Alta no querosene de aviação eleva custos das companhias aéreas brasileiras

Aline Massuca/Metrópoles

Abear destaca impacto do reajuste do combustível que passou a representar 45% das despesas operacionais

A alta no querosene de aviação passou a representar 45% dos custos das aéreas brasileiras, com efeito direto no setor.

Impacto da alta no querosene de aviação para as companhias aéreas brasileiras

A alta no querosene de aviação tem provocado mudanças significativas nos custos das companhias aéreas no Brasil. Segundo a Associação Brasileira das Empresas Aéreas (Abear), o aumento recente no preço desse combustível eleva sua participação para 45% dos custos operacionais, aumento substancial em relação aos 30% anteriores. A decisão da Petrobras em reajustar os valores do QAV, que pode alcançar 56% dependendo da região e modalidade de venda, reflete a volatilidade do mercado internacional e seus efeitos sobre o setor nacional.

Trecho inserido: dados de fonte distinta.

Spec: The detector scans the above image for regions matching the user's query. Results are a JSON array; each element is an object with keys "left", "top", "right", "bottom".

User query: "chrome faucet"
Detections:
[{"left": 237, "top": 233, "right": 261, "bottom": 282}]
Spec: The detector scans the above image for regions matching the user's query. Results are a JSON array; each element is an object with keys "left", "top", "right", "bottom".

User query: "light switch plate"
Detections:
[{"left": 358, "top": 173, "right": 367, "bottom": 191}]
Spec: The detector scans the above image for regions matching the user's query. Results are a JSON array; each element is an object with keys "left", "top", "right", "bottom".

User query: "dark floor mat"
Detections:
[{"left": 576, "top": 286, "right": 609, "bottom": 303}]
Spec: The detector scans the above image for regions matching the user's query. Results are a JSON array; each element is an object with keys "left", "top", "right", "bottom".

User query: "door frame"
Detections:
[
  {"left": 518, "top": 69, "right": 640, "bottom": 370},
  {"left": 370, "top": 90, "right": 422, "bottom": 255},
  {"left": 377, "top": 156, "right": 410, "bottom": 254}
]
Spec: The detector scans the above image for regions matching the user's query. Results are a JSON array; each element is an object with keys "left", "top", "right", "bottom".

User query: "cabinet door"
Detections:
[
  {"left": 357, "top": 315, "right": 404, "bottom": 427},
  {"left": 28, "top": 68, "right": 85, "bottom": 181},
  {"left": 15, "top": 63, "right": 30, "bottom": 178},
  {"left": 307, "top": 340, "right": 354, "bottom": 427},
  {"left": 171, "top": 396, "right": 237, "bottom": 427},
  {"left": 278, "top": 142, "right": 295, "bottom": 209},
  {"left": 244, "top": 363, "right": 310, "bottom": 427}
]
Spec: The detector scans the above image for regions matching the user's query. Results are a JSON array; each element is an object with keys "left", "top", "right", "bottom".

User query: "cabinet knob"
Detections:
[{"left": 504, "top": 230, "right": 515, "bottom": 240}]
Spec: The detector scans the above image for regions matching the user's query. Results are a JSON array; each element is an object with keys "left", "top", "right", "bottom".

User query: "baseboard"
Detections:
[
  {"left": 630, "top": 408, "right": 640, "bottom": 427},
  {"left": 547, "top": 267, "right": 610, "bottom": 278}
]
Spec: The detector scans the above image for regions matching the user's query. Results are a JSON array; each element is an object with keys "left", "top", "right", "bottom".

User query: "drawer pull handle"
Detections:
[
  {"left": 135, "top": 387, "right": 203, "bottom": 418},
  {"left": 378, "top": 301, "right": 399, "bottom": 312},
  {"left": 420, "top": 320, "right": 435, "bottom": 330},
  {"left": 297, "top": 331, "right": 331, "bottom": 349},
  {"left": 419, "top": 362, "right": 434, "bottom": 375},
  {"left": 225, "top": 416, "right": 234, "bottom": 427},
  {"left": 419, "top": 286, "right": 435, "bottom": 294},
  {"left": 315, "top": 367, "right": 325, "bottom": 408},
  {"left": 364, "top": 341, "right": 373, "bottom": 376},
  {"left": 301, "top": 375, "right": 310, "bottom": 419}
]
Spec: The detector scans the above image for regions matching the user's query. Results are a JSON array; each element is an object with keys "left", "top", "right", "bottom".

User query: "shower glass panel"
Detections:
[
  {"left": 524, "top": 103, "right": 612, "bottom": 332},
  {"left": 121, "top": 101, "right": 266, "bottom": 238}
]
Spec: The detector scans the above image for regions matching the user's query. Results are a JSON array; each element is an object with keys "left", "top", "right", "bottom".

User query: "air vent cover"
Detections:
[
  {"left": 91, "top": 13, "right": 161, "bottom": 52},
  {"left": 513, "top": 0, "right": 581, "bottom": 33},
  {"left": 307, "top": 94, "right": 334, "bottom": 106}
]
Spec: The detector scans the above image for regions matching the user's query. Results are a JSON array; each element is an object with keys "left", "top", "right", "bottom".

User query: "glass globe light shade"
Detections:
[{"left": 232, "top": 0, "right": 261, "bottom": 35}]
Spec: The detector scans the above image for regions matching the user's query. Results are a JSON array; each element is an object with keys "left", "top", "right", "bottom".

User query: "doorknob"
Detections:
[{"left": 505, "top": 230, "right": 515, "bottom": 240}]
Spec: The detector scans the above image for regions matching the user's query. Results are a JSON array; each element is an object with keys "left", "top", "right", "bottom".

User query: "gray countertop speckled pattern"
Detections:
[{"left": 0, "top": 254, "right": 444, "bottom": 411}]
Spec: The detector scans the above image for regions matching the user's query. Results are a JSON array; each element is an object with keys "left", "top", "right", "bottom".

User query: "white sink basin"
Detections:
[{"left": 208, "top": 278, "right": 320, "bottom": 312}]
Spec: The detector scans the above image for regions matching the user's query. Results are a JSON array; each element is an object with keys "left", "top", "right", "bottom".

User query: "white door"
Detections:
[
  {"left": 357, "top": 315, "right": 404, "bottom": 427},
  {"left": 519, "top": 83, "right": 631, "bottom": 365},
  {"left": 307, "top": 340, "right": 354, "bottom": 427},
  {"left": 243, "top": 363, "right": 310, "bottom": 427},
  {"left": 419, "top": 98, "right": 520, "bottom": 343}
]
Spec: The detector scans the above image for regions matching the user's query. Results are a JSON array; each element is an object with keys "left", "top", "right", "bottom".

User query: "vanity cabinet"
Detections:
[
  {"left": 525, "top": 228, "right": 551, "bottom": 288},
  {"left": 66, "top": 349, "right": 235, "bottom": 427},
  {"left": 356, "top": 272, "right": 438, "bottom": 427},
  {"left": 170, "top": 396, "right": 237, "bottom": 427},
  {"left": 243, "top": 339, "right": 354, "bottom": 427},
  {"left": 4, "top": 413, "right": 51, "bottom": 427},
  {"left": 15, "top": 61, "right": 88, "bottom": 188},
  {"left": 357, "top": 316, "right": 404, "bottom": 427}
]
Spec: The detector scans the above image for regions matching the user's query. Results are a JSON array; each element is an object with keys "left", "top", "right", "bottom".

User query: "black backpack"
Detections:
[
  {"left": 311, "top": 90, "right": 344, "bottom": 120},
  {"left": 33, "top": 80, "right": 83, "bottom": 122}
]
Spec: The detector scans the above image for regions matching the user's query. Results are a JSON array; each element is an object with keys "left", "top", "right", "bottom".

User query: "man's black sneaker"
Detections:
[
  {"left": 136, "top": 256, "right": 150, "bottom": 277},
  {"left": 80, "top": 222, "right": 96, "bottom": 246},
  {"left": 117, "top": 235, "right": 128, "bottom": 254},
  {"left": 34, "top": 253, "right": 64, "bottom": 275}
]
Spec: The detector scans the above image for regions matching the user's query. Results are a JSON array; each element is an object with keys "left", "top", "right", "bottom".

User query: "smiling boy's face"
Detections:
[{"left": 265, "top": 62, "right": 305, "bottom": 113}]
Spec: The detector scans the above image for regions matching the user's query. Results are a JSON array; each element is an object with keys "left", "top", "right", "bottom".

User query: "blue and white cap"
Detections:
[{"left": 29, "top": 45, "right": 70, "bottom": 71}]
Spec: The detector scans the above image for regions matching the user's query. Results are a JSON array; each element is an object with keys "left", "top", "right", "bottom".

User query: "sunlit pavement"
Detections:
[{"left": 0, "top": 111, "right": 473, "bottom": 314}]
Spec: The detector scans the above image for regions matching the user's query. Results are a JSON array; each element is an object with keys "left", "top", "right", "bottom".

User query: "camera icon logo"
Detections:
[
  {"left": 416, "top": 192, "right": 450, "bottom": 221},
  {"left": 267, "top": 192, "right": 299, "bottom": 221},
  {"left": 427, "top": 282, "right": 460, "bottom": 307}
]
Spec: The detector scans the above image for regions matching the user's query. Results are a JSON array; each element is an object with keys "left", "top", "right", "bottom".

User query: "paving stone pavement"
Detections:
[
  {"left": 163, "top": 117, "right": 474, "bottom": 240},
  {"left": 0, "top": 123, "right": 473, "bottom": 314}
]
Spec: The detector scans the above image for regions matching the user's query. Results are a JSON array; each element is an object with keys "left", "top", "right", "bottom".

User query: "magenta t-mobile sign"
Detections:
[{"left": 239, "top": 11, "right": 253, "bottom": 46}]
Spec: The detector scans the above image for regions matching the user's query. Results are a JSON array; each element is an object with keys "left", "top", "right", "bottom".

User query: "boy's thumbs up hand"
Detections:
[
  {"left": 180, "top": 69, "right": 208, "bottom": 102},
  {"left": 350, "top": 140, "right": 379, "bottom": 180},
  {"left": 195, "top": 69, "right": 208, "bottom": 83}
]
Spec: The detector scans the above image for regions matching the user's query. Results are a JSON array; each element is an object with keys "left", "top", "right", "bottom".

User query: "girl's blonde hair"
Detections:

Produção local e influência dos preços internacionais no combustível

Apesar de mais de 80% do querosene de aviação consumido no Brasil ser produzido internamente, o preço do produto acompanha a paridade internacional. Isso significa que as oscilações do preço do barril de petróleo, que recentemente subiu de cerca de US$ 70 para US$ 101,84 devido a tensões geopolíticas no Oriente Médio, impactam diretamente o custo do combustível no mercado interno. Essa dinâmica evidencia a complexidade do setor e a dependência dos mercados globais, mesmo para insumos produzidos localmente.

Consequências da alta do QAV para o setor aéreo e para o consumidor final

O aumento dos custos com o querosene de aviação pode pressionar as companhias aéreas a repassar parte dessas despesas aos preços das passagens aéreas, afetando o orçamento dos consumidores e a competitividade do mercado. Além disso, a alta pode influenciar a retomada e expansão das operações aéreas, sobretudo em um cenário já marcado por desafios econômicos e volatilidade nos preços do petróleo.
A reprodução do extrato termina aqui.